各種食品を常温で長期保存できる、便利なレトルト加工技術。ちなみに、国内で生産されるレトルト食品の半数近くがカレーと言われています。
しかし、食品を100度以上の高温で加熱殺菌するレトルト加工では、食材本来の味わいが変質・喪失したり、独特の“レトルト臭”が生じるとも言われます。このため、あえてレトルト加工を選ばず、冷凍での保存・販売にこだわっているメーカーや店舗も少なくありません。
今回試食したのは「LES HIRONDELLES CURRY(レ・ジロンデル・カレー)」。黒地に金色をあしらった、何とも重厚そうなパッケージには、冷凍カレーのパウチが収まっていました。
高級感ある冷凍カレー
カレーと一緒に入っていたパンフレットによると「フレンチシェフがこだわり抜いた贅沢カレー」とのこと。京都にあるフレンチレストランと共同開発したそうです。
製造は、京都府福知山市の飛燕。1食200グラム。
温めてご飯にかけたカレーは、濃いめのブラウン。固形分が多そうな、モリモリとした粘度と質感があります。いくらか肉が入っているようですが、見ただけではよく分かりません。
欧風のビーフカレーです。最初に感じるのは、フルーティーな酸味と、しっかりとした甘味。やや遅れて、炒めタマネギのものらしい、香ばしくて上品な苦味が。これが味わいを引き立て、カレーのグレードを向上させている印象を受けました。スパイスの風味は控えめで、後からジワリと拡がるホットな刺激は、中辛よりも弱めでしょう。

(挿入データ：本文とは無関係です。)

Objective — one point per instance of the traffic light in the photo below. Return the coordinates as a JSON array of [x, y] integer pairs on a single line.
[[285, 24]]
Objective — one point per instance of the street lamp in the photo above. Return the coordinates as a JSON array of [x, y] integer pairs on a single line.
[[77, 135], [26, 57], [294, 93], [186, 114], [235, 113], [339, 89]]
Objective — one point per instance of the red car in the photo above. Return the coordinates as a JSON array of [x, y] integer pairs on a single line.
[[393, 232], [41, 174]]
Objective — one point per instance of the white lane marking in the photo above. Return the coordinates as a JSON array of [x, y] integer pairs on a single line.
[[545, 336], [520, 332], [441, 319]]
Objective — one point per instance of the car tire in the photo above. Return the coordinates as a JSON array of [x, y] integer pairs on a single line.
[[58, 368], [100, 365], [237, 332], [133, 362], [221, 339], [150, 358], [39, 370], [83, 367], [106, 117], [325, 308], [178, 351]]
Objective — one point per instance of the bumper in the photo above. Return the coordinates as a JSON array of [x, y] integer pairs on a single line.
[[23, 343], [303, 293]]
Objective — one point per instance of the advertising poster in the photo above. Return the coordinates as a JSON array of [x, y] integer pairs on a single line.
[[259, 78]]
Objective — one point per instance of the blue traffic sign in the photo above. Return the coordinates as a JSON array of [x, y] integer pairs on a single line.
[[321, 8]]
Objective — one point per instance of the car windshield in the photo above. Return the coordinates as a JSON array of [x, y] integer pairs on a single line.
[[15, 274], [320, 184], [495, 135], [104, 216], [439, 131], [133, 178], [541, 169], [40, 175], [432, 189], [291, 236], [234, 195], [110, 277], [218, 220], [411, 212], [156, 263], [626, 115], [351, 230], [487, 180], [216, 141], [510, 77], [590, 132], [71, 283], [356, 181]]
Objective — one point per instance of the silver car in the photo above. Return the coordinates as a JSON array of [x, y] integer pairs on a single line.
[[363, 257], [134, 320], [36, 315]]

大きさ1センチ前後の牛肉がコロコロと。小塊ではありますが、カレー全体に散らばっていて、意外に食べ応えがあります。肉の油脂がカレーと馴染み、ご飯を進ませるおいしさを生んでいました。
冷凍カレーは、保管するには冷凍庫に入れ、食べる際は熱湯で長めに温めなければなりません。レトルト製品に比べ、明らかに不便。
とは言え、このカレーが打ち出している“贅沢さ”や“高級感”は、手軽で気軽なレトルトカレーの反対側にある模様。冷凍にまつわる不便さは、むしろ魅力を高める方へ働いているようです。